Preparing Your Captive for Brexit
Among the many questions following the UK vote to exit the European Union (EU) is how Brexit will affect owners of captive insurance companies. Although the details of the UK’s departure have yet to be established, Brexit could have a direct impact on captives’ “passporting” rights and on their financials.
“Passporting” refers to the right of UK resident insurers, captives in the UK and Gibraltar, and UK brokers to provide insurance services in EU member states from a single country licence. Since the UK will no longer be part of the EU, that right may be restricted.
Similarly, an EU resident captive insurer may need an additional licence to conduct insurance business in the UK. It may need to form a UK branch or a new UK entity, particularly if it is insuring compulsory classes such as employers’ liability and third-party motor liability risks in the UK. Alternatively, it could use a UK insurer to front the risk.
If your captive is based in a European domicile writing business on a direct basis (such as Dublin, Malta, and Gibraltar), it may be affected indirectly by market volatility.
The current situation is unprecedented, as no member state has previously voted to leave the EU. However the following next steps are clear:
- Once the UK Government formally notifies the European Council of its decision, it will trigger Article 50 of the Lisbon Treaty, starting the transition, which is expected to last at least two years.
- During those two years, the UK and EU will negotiate the terms of the exit and determine the UK’s future relationship with the EU.

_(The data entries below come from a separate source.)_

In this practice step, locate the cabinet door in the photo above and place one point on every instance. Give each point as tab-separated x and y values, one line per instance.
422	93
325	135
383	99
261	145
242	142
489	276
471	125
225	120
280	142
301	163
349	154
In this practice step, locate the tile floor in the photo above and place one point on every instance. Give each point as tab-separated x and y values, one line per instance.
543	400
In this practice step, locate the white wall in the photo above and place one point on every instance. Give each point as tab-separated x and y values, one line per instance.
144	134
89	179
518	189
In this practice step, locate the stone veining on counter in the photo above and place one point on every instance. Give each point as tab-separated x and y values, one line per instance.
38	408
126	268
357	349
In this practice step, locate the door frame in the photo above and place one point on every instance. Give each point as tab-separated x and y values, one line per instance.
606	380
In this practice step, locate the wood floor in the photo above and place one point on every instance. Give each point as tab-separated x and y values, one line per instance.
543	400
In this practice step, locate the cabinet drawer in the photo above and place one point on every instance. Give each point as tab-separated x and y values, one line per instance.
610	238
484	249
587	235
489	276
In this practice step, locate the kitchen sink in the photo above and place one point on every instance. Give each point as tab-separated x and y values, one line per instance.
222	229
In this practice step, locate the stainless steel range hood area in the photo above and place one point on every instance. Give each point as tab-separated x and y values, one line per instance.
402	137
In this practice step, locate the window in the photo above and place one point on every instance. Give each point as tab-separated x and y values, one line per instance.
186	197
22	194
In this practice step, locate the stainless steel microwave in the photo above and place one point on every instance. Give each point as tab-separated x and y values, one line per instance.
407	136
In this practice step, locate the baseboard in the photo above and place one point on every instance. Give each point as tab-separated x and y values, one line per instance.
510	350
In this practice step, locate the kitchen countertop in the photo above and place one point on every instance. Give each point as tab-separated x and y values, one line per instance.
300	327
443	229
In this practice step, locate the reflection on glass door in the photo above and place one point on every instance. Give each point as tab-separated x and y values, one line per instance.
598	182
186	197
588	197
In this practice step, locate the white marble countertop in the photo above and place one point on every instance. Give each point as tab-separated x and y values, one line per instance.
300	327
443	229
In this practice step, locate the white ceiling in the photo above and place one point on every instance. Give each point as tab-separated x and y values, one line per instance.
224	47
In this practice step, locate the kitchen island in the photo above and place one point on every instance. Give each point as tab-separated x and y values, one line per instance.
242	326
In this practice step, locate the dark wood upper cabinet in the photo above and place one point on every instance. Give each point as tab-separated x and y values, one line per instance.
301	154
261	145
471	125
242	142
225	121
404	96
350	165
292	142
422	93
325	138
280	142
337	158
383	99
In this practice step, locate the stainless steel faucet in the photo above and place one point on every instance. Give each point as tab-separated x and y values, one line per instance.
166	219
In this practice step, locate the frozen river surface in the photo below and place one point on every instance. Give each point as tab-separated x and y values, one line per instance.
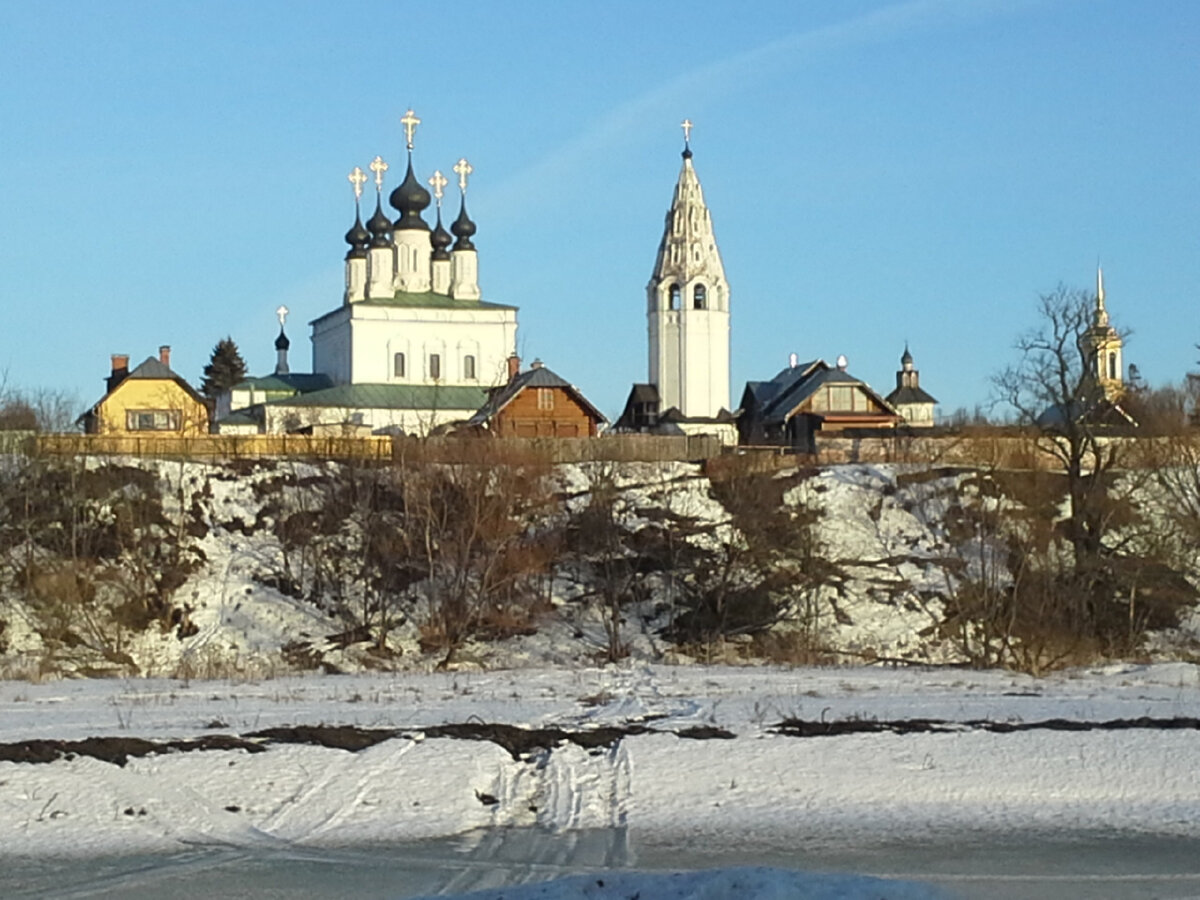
1056	868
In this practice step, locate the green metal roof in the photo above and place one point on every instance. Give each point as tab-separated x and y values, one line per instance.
288	383
423	300
390	396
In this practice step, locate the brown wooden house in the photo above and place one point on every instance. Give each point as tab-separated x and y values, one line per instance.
537	403
807	399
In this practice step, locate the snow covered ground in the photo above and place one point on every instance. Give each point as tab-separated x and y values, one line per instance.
695	757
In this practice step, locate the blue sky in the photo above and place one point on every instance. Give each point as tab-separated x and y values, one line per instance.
877	172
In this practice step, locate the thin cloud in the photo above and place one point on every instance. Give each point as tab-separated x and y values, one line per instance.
732	75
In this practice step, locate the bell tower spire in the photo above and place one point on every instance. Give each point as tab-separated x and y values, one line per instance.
688	304
1102	346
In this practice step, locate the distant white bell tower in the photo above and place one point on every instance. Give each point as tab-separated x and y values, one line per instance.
688	305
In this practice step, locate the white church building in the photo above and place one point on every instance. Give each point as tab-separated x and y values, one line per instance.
413	345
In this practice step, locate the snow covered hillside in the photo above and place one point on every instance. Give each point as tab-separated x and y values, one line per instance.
186	569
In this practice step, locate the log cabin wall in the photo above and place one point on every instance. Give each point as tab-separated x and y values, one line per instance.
545	412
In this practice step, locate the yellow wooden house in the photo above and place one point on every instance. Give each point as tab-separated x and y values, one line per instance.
150	400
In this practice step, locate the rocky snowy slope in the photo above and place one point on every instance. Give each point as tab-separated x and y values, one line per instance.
251	570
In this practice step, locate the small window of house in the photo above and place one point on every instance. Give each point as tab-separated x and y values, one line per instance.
151	420
841	397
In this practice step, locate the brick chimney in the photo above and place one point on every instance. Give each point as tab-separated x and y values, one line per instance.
120	370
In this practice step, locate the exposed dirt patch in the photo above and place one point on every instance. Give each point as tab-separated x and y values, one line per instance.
118	750
805	729
337	737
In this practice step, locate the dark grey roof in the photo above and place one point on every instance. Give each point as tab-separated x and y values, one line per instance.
295	382
1099	413
241	417
537	377
910	395
779	397
645	394
153	367
675	415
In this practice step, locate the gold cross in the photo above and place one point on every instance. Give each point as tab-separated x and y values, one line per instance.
358	178
463	169
437	183
409	121
378	167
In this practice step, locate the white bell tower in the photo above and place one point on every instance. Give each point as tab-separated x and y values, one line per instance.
688	305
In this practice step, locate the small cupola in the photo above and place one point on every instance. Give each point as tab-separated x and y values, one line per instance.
411	199
358	238
441	239
381	227
463	228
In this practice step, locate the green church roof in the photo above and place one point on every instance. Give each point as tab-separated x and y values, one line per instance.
390	396
423	300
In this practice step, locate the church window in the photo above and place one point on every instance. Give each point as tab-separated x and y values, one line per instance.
151	420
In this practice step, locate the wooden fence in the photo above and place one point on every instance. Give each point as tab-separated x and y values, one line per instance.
617	448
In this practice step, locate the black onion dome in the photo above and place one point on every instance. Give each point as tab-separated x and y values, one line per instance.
409	199
463	228
358	238
381	227
441	240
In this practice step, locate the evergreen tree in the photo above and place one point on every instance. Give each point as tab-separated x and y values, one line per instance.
226	369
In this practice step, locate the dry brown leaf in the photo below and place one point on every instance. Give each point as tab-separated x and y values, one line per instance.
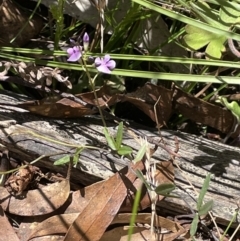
57	224
145	218
67	108
36	202
6	231
203	112
147	96
143	233
103	207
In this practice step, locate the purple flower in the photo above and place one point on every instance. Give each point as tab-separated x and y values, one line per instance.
105	65
85	42
74	53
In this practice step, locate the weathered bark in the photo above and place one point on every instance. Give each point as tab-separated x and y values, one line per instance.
198	156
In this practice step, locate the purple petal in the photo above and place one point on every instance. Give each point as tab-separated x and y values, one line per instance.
70	51
111	64
104	69
98	61
75	54
106	58
85	38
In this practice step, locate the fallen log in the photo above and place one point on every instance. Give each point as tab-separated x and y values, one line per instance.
198	156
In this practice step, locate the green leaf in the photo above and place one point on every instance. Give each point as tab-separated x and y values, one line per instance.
110	140
141	177
140	153
62	160
233	107
216	47
197	38
119	135
124	150
229	14
203	191
194	225
165	188
205	208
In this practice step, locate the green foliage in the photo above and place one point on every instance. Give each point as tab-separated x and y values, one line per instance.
197	38
140	154
136	202
233	107
66	159
162	189
57	13
116	144
63	160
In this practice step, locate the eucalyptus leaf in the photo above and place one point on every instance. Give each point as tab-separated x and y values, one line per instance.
203	191
110	140
63	160
205	208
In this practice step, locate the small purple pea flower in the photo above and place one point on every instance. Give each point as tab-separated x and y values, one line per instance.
85	42
105	65
74	53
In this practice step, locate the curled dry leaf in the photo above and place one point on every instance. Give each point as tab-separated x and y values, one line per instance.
103	207
19	181
173	229
36	202
6	231
57	224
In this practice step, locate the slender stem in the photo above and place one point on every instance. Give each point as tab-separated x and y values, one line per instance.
92	83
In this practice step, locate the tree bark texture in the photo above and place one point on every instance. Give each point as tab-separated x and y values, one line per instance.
199	156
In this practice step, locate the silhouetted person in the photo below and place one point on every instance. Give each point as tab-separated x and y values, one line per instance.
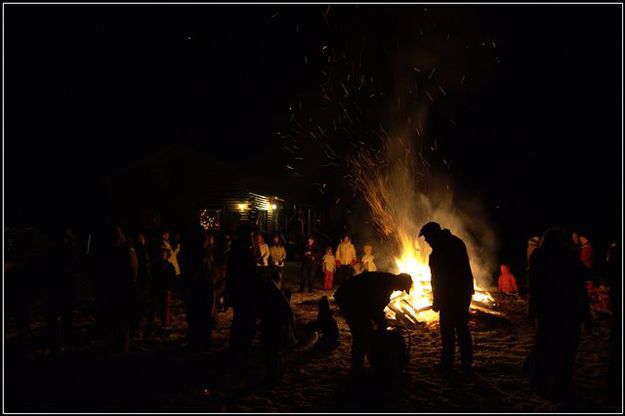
200	290
452	289
614	274
558	302
241	285
174	249
276	326
62	294
164	275
362	301
327	327
311	261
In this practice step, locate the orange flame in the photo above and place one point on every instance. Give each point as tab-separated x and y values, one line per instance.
416	305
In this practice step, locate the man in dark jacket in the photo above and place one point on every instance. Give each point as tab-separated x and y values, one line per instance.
558	303
452	288
362	300
241	293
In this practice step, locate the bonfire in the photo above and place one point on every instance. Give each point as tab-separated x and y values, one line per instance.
416	306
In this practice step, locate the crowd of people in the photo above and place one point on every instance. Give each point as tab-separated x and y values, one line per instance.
138	274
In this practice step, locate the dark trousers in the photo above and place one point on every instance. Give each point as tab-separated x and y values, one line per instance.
454	323
343	273
309	272
362	330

- Any extension of the transition period will have to be agreed to by all remaining EU member states.
Captives resident in the EU can continue to do business as usual until the final agreements have been made. In the interim period, captives could be used to write other classes of insurable risks that the multinational group faces as a result, such as financial loss following the investment and foreign exchange downturn.
Advice to Captive Owners
In view of the current uncertainty, in the short term, you need to be prepared to review your captive risk profiles and insurance programmes and plan for the impact. You should also monitor markets closely to ensure that your captives can still meet solvency obligations and can fulfil obligations on non-Sterling liabilities.
The effects of Brexit on captive owners will become more apparent once negotiations start and the terms of the UK’s relationship with the EU becomes clearer. However, the transitional timeline of two years will allow for proper planning and management of the situation for affected captive owners.